I believe the Irish language is falling into extinction. Almost 60% of the Irish population have absolutely no capability to speak Irish, and a quarter of those who can said in the last census that they rarely ever do. This means that 85% of our population never speak our native language outside of the education system. Gaelige is far from thriving in our country.

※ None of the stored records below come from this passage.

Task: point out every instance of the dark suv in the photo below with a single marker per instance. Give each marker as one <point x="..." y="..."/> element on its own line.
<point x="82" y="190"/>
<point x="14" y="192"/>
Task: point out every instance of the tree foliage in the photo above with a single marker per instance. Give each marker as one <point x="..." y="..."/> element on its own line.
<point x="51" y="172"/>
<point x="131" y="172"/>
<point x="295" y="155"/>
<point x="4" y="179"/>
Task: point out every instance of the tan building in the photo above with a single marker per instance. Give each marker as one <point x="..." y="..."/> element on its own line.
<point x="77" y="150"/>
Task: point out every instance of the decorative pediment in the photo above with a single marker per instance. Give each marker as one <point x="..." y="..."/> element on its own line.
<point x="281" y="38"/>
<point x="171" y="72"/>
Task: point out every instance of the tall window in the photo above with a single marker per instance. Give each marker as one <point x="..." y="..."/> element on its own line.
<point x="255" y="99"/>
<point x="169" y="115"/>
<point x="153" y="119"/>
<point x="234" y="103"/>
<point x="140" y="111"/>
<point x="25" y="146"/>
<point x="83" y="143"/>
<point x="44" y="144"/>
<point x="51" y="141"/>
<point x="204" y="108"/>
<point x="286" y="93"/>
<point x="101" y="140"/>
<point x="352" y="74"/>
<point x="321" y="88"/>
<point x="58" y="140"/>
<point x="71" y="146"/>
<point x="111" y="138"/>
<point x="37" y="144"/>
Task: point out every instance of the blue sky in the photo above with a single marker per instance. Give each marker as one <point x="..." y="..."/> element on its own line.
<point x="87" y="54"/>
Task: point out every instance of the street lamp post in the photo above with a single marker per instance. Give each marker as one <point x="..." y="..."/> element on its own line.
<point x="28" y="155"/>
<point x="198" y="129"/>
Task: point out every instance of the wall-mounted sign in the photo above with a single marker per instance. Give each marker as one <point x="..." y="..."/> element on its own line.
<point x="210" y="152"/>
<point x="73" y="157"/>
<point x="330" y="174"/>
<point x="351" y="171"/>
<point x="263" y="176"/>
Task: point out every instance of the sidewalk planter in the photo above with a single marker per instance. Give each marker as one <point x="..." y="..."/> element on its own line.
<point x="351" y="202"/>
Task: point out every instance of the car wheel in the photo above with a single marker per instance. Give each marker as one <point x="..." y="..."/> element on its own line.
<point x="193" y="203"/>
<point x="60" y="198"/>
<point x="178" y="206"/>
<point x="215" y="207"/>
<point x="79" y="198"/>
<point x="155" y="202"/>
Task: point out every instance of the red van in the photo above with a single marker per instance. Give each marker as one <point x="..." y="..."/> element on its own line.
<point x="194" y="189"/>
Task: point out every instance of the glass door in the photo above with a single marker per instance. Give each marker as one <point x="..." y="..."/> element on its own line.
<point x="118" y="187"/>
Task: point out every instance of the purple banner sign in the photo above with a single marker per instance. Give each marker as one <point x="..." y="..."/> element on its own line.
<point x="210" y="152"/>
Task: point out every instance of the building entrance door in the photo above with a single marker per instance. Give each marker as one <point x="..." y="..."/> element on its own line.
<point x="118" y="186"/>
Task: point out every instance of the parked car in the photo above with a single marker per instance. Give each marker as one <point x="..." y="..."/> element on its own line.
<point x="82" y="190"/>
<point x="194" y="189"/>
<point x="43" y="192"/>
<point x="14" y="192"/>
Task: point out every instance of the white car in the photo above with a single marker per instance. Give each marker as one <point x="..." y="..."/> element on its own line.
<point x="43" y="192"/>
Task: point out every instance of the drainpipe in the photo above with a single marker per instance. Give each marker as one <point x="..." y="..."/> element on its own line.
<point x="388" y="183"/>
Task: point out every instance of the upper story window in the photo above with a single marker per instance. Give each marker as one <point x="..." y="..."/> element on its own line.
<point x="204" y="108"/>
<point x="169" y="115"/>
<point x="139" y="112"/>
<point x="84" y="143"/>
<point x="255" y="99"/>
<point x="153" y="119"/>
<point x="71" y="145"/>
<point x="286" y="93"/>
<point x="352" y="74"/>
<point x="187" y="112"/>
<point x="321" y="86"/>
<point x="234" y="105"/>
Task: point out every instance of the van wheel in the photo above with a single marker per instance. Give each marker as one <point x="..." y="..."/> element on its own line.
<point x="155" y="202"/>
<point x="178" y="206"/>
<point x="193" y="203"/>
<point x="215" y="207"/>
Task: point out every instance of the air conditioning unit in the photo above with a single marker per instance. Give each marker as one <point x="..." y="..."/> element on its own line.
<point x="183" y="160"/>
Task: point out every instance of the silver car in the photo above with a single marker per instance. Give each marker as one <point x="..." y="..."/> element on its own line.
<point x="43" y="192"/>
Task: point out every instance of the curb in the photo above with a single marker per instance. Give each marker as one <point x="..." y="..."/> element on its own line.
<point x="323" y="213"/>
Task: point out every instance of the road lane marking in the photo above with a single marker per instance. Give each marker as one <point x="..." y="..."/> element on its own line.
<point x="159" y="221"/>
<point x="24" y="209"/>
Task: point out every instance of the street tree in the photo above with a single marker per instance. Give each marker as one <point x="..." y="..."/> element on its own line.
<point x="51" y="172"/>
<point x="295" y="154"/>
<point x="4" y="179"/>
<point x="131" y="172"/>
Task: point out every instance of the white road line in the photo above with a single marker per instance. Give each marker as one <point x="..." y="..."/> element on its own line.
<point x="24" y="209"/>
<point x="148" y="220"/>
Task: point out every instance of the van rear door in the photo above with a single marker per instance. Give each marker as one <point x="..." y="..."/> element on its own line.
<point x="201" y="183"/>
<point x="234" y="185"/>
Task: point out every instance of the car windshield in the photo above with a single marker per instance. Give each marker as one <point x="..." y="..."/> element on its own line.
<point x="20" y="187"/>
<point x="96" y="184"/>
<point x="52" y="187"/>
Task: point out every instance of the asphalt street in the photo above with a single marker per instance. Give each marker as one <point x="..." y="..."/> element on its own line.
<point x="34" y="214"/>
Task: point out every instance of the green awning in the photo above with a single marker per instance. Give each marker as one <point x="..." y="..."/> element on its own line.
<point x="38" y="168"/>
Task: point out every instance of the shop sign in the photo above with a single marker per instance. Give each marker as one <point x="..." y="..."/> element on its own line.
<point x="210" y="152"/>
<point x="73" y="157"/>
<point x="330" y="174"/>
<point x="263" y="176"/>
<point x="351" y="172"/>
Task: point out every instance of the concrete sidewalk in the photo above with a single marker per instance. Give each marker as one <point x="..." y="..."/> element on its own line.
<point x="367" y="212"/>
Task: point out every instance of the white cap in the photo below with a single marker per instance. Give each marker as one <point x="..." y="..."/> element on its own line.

One of the main catalysts for this is our flawed education system. In the junior cycle very little emphasis is put on spoken Irish. While I was in junior cycle I always thought this was great and alleviated a lot of pressure but looking back now I can see how much of a positive impact it could have had on my schoolwork this year. I know in my own school at senior level we are bordering on having more students taking ordinary level than higher level Irish. This is not all because of people having difficulties with the subject; a large number of students have just decided Irish is not a necessity. When it comes to choosing a subject to drop to relieve some pressure Irish is the obvious choice. It’s not needed for the majority of college courses; unlike a European language it’s rarely ever going to be useful at a later stage. Also there’s so much learning to be done with all the literature and oral work, it consumes a large amount of time which could be spent on other subjects.
The fact that it is compulsory in schools doesn’t help it much either. Sure it makes it seem as though it’s keeping the language alive but the majority of students will never speak Irish again after their leaving certs. This is where the tigers come into it. The extinction of tigers is avoided by keeping and breeding them in captivity. Few will be left in the wild. Irish is ‘kept alive’ in schools and Gaeltachts but few Irish speakers exist outside of these areas and over 30% of those living in Gaeltachts can’t speak Irish.
The Irish language is fighting a losing battle. The amount of people speaking Irish is steadily dropping. Only 1.8% of our population speak Irish everyday outside of the education system, this demonstrates just how endangered the language is. As hard as it might be to accept and as much as we may wish to deny it, the Irish language is becoming a dead language. A relic of a lost culture.